An SM-3 Block 1B launched from the USS John Paul Jones (as shown above in a 2014 test) was the first to engage the medium-range ballistic missile target but missed its mark due to what the MDA characterized as an anomaly with the interceptor. Credit: MDA
By Scott Ritter,
Russia Today – November 17, 2020
The US has long dismissed Russian concerns over the deployment of the Aegis Ashore missile defense system on European soil.

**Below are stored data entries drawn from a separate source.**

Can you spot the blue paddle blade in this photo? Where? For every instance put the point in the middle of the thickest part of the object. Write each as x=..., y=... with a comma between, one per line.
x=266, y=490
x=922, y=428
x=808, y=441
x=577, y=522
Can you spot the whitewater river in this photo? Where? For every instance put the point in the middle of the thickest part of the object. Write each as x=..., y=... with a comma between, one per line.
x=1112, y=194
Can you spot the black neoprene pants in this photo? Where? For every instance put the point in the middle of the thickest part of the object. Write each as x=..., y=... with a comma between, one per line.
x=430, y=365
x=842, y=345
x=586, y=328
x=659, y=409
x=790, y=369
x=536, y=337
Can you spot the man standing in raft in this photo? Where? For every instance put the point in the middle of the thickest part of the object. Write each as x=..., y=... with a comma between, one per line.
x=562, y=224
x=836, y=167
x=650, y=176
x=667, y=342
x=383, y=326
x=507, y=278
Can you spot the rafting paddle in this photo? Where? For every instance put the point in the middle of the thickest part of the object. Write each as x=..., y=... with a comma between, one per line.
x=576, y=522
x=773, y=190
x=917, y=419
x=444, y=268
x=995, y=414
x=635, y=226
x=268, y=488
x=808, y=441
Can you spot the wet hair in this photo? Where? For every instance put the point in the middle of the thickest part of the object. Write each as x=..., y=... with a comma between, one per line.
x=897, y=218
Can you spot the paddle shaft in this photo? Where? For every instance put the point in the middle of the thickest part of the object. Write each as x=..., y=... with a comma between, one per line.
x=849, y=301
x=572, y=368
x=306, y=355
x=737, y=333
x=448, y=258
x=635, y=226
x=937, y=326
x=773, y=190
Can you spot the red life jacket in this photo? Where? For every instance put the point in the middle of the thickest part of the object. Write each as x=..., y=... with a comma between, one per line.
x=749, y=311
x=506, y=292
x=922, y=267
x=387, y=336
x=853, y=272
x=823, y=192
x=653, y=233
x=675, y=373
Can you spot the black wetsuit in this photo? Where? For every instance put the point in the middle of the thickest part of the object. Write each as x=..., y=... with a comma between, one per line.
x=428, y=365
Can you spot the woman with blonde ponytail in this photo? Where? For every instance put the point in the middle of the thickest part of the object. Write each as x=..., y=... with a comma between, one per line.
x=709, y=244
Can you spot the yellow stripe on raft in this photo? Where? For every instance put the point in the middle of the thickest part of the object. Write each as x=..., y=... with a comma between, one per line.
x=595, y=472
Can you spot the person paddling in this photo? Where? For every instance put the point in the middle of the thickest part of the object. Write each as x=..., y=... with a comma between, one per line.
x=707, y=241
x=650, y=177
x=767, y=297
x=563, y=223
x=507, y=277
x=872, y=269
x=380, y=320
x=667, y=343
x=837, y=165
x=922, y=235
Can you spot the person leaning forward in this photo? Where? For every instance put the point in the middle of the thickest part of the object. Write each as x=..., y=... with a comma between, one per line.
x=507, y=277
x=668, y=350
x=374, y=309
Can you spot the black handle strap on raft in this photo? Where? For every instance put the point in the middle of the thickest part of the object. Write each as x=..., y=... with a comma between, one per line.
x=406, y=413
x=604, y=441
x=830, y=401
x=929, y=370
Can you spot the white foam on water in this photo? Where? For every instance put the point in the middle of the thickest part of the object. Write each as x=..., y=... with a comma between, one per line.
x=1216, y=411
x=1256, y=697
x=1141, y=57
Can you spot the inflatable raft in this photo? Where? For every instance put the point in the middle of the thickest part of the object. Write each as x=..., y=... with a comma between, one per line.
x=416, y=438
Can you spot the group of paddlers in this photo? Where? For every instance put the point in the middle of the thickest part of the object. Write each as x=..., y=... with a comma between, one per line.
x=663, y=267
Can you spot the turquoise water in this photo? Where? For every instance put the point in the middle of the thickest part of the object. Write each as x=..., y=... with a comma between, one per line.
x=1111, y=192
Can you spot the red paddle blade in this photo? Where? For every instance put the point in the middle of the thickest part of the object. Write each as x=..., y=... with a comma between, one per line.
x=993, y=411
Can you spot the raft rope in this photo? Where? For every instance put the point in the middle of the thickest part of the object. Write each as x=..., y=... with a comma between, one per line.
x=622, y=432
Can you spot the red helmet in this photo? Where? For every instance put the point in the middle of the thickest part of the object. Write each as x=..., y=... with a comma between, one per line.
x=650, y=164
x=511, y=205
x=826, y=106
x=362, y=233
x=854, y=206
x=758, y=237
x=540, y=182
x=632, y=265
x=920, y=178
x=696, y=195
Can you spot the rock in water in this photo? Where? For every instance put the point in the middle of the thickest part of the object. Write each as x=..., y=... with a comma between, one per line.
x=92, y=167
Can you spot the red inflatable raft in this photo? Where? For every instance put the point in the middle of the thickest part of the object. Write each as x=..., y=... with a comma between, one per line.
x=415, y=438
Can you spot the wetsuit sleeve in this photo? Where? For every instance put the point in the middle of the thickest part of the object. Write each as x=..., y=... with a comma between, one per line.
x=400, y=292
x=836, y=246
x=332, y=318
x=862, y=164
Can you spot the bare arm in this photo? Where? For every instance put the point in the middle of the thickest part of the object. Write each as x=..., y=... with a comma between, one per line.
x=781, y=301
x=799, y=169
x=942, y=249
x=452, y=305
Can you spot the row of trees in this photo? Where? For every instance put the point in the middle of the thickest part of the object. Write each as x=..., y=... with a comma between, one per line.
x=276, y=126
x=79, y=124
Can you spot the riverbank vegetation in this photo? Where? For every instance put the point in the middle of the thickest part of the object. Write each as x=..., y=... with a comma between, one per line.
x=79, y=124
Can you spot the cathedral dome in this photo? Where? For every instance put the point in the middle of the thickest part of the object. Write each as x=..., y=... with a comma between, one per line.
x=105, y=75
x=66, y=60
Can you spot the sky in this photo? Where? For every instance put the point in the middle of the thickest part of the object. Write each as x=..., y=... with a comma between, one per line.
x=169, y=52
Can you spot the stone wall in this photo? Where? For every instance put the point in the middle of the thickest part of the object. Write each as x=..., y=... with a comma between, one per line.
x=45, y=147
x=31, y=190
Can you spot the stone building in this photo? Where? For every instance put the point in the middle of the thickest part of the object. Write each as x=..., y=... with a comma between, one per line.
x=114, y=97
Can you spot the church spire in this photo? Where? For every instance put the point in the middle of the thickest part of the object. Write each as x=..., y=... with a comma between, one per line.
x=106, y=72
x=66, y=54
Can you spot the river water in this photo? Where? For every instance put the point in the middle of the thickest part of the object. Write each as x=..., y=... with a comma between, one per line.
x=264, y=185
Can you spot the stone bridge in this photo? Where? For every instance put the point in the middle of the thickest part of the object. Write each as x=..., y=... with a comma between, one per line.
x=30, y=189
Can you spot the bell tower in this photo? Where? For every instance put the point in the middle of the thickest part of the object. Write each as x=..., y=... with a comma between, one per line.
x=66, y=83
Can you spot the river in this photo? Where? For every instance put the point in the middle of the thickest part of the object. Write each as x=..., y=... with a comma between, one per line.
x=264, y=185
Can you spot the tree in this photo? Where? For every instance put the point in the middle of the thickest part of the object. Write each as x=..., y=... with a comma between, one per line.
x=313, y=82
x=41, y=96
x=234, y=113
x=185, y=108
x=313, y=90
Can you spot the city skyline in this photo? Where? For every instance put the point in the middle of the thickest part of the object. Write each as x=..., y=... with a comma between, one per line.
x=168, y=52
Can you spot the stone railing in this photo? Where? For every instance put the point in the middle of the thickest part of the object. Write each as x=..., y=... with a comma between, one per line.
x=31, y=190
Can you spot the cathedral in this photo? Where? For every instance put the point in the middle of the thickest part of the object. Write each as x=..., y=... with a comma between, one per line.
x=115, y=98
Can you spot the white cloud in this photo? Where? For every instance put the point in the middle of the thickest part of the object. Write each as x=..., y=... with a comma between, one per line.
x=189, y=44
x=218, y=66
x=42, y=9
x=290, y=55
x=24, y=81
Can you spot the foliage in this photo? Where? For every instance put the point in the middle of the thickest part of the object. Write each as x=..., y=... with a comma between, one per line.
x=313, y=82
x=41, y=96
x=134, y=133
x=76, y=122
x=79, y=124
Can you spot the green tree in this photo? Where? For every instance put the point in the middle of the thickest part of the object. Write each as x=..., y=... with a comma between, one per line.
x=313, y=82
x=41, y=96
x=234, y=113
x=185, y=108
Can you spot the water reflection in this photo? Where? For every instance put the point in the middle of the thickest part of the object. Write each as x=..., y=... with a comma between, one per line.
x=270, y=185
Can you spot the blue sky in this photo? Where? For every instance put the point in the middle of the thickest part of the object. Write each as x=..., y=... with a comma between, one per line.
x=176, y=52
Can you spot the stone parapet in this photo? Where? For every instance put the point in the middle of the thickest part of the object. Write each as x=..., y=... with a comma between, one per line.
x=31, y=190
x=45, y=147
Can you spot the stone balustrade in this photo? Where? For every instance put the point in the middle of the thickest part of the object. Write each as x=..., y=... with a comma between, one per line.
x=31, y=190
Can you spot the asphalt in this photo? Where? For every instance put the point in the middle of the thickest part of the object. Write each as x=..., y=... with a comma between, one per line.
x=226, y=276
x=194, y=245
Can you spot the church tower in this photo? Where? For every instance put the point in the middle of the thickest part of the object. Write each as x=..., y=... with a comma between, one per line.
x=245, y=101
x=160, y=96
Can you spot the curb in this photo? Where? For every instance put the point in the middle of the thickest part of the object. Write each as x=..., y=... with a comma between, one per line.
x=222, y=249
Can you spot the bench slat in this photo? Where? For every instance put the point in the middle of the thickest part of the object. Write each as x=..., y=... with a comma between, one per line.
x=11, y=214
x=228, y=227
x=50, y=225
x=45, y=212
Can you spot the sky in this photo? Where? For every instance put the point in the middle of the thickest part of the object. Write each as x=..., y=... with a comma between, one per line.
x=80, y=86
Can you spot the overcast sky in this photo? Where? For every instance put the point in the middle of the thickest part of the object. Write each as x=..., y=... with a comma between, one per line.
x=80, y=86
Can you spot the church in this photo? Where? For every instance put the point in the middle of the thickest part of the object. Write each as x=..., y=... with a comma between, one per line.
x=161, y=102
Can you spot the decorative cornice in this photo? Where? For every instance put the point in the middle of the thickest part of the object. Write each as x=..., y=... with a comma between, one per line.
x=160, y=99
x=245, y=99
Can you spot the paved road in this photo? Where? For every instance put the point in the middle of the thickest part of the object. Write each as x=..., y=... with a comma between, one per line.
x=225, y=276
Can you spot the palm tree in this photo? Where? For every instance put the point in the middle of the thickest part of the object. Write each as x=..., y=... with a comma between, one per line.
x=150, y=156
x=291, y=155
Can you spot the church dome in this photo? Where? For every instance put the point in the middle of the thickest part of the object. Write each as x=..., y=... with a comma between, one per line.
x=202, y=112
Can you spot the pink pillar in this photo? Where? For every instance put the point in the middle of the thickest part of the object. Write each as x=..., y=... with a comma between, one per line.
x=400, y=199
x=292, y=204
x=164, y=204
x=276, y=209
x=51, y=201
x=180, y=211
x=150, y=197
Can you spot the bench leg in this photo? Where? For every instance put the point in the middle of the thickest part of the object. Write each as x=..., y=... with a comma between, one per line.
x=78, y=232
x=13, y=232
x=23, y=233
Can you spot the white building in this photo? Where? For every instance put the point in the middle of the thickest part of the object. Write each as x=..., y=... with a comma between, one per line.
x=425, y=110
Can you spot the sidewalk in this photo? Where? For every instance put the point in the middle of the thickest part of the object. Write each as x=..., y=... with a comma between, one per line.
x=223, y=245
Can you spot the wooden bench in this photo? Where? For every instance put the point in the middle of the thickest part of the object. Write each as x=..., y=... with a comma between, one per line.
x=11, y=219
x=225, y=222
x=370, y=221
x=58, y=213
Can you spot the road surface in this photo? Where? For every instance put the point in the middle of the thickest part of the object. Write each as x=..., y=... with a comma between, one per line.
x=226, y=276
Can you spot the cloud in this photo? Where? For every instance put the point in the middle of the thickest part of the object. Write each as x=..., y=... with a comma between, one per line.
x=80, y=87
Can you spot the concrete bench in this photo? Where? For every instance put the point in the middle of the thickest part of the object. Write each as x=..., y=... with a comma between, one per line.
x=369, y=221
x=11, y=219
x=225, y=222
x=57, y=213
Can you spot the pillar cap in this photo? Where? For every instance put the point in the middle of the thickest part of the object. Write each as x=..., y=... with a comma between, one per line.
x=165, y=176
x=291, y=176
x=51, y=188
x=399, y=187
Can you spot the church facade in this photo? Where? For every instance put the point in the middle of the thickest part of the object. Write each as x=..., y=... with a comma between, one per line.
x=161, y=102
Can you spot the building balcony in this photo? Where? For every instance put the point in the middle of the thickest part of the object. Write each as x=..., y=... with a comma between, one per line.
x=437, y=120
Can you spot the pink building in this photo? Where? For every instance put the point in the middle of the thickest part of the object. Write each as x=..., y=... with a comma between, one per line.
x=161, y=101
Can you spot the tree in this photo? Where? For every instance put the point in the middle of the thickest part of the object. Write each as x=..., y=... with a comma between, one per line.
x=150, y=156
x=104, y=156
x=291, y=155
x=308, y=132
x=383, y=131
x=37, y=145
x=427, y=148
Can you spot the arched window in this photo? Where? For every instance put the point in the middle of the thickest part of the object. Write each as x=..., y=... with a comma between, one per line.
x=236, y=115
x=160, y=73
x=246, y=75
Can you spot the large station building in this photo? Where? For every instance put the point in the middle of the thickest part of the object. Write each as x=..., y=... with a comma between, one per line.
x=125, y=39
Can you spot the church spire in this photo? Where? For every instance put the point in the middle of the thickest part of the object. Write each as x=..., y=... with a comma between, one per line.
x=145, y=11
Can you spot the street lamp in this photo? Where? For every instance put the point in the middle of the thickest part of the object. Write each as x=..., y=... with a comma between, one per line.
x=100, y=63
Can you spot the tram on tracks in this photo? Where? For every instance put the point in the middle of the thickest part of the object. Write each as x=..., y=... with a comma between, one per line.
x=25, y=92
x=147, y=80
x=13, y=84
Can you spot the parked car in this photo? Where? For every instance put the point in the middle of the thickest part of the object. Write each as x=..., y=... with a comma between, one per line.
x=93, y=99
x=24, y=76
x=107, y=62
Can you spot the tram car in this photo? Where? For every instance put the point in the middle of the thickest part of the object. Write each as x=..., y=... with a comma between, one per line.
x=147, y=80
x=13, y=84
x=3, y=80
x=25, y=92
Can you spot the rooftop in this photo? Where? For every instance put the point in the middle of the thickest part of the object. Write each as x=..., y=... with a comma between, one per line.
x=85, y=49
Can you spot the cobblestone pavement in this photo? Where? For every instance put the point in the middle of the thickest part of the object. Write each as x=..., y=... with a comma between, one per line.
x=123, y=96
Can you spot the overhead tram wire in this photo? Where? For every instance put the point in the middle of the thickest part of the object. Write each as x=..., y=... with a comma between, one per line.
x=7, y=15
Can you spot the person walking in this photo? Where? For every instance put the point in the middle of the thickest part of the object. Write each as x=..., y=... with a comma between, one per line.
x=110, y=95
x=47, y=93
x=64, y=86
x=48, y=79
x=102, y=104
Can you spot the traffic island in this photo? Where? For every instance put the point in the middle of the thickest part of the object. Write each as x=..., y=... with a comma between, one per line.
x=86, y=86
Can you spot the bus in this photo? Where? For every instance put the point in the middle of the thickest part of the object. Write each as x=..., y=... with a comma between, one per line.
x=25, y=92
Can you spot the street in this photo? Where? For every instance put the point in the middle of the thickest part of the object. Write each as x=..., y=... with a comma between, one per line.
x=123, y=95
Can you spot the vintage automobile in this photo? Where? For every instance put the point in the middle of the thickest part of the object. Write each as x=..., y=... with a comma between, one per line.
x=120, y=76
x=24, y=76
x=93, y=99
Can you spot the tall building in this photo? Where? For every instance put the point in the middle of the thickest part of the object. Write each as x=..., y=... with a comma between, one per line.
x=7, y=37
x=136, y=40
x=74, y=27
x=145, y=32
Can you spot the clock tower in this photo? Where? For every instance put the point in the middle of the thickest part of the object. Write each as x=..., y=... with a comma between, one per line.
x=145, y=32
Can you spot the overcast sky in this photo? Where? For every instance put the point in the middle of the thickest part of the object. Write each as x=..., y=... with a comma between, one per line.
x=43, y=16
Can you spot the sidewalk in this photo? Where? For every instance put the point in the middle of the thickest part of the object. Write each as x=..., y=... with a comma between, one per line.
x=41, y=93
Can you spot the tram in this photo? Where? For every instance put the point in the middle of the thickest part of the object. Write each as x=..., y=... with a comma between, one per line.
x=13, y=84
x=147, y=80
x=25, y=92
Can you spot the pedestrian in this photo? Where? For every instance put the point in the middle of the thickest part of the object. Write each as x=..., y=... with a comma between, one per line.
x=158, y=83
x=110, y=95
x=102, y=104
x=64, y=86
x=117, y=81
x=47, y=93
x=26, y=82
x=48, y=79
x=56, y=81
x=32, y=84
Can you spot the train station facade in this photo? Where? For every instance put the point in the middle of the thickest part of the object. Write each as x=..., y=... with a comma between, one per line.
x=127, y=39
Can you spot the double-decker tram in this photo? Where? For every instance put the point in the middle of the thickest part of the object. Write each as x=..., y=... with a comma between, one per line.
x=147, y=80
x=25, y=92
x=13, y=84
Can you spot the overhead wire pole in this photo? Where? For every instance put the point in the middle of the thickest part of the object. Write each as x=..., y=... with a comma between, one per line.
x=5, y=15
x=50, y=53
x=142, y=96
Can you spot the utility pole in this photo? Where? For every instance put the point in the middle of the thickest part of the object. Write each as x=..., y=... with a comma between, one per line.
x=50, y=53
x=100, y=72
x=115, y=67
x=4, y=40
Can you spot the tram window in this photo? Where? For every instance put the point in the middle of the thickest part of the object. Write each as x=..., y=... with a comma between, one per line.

This week’s test of the SM-3 Block IIA interceptor against an ICBM has proven Russian concerns correct.
On Tuesday, the US Missile Defense Agency (MDA) announced it conducted a test of an Aegis Ballistic Missile Defense (BMD) System-equipped Arleigh Burke-class destroyer, the USS John Finn, against what was termed a “threat-representative Intercontinental Ballistic Missile (ICBM) target” using a Standard Missile-3 (SM-3) Block IIA interceptor. The test object was launched from Kwajalein Atoll, in the Republic of the Marshall Islands, toward an area of the Pacific Ocean northeast of Hawaii. According to the MDA, the SM-3 Block IIA missile successfully intercepted its target.
The successful test is but the latest in a series intended to prepare the SM-3 Block IIA missile and its associated systems–the Aegis Baseline-9 Weapons System and Command and Control Battle Management Communications (C2BMC) network–for operational duty as America’s frontline missile defense capability.